BY SEAN COCKERHAM
McClatchy Washington Bureau (TNS)
WASHINGTON – The Obama administration unveiled a new rule Monday that’s designed to help prevent a repeat of the deadly 2010 Deepwater Horizon explosion and oil spill in the Gulf of Mexico, and to bolster the president’s claim that it’s safe to start drilling in the Atlantic Ocean.
The rule calls for tighter requirements on blowout preventers, a supposedly fail-safe device that failed miserably in the 2010 catastrophe. Eleven workers died, and millions of barrels of oil spilled into the Gulf of Mexico. The announcement came as President Barack Obama has proposed opening waters off the coasts of North Carolina, South Carolina, Georgia and Virginia to drilling.
“These proposed measures are designed to further build on critical lessons learned from the Deepwater Horizon tragedy to ensure that offshore operations are safe,” Interior Secretary Sally Jewell said in announcing the rule.

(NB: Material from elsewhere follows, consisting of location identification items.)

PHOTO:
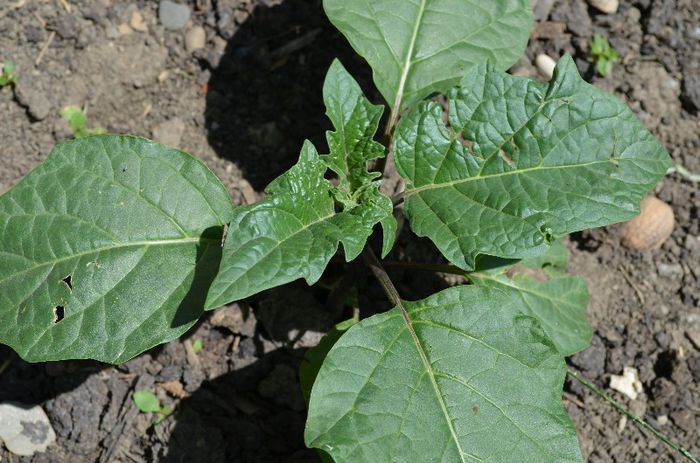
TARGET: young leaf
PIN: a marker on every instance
(352, 146)
(146, 401)
(522, 163)
(291, 234)
(294, 233)
(460, 376)
(542, 289)
(108, 248)
(417, 47)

The announcement came a week before the fifth anniversary of the Deepwater Horizon disaster April 20. Asked why it took so long for the rule, Jewell said, “This is complicated stuff, and there are a lot of different assessments done post-Deepwater Horizon to understand exactly what went wrong.” The rule will be finalized after a 60-day public comment period.
Investigators have found that the Deepwater Horizon spill resulted from a series of systemic failures by the oil company BP and its contractors, including corporate mismanagement and failed government oversight, and that problems with the blowout preventer contributed to the disaster.

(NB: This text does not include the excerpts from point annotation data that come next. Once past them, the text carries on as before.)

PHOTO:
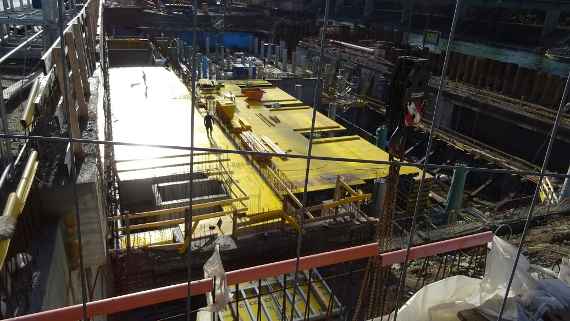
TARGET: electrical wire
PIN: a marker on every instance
(402, 281)
(271, 154)
(536, 194)
(189, 212)
(316, 96)
(73, 169)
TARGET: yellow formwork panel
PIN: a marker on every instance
(271, 299)
(151, 105)
(290, 133)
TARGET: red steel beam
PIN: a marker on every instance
(164, 294)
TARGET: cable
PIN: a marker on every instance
(189, 212)
(271, 154)
(535, 196)
(66, 105)
(316, 96)
(402, 281)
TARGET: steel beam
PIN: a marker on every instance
(173, 292)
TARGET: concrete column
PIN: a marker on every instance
(455, 195)
(551, 21)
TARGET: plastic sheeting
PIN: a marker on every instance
(214, 268)
(529, 298)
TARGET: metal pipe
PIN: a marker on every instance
(20, 46)
(66, 105)
(189, 213)
(271, 154)
(25, 184)
(353, 46)
(5, 175)
(402, 282)
(174, 292)
(28, 114)
(536, 194)
(316, 96)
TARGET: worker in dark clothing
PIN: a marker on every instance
(209, 123)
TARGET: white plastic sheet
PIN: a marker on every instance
(564, 274)
(528, 299)
(214, 268)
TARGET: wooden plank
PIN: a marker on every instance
(175, 210)
(89, 39)
(80, 50)
(335, 139)
(72, 111)
(174, 222)
(79, 81)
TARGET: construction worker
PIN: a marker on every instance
(209, 123)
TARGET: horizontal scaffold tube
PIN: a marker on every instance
(169, 293)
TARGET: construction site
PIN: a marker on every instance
(285, 160)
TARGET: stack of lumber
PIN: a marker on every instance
(408, 190)
(240, 125)
(255, 143)
(269, 143)
(226, 110)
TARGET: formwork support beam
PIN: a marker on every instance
(174, 292)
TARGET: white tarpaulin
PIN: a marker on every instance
(528, 299)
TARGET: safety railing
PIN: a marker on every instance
(156, 296)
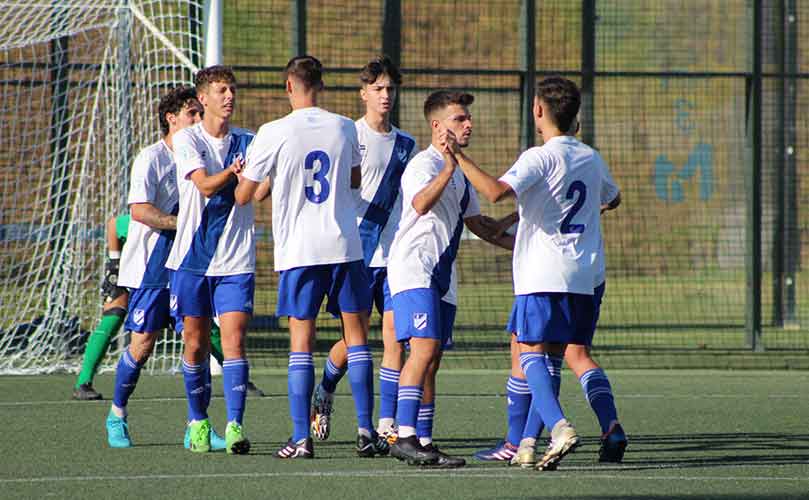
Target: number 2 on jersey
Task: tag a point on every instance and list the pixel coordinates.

The blowout preventer is the last line of defense to stop explosions and spills if something goes wrong offshore.
It’s a five-story stack of valves designed to sever the drilling pipe and seal the well in case of emergency. In the Deepwater Horizon spill, according to the federal Chemical Safety Board, the drill pipe buckled under pressure and kept the blowout preventer from sealing the well.
The Chemical Safety Board found that the blowout preventer’s blind shear ram, a device with cutting blades, punctured the pipe and sent oil and gas rushing to the surface of the gulf.
The new requirements call for double shear rams “with an enhanced capability to shear pipes,” as well as more controls over the inspection, maintenance and repair of blowout preventers. Double shear rams can mean quicker and cleaner cuts, but they also serve as a backup if something doesn’t work.
There also are new requirements for testing sub-sea well containment equipment and for cementing wells.
The Interior Department said those requirements were designed to address the fact that “the blowout preventer ... was a point of failure in the Deepwater Horizon event, but several other barriers failed as well.”
The Interior Department said the new requirements were expected to cost the industry $883 million over 10 years.
But in Monday’s conference call with reporters, Jewell said the rule built on improvements that the oil industry had already made since the spill, so some of that money has already been spent.
“We don’t anticipate that these rules are going to materially make a difference in terms of the economics of the offshore oil and gas industry. ... These are rules that are largely in place in terms of practices by many of the drilling operators,” she said.
Environmental groups lobbying to stop Obama’s plan to drill the Atlantic argue that, while improving blowout preventers is important, there are many other risks with offshore drilling.
The National Ocean Industries Association, a trade group for the offshore drilling industry, said it was reviewing the new requirements and didn’t have an immediate comment on the specifics.
“The federal regulators promised a big rule, and at more than 200 pages they certainly delivered,” association president Randall Luthi said in a statement. He said the group wanted safety to be a top priority, but he added that 60 days might not be enough time to understand the Interior Department’s new regulations.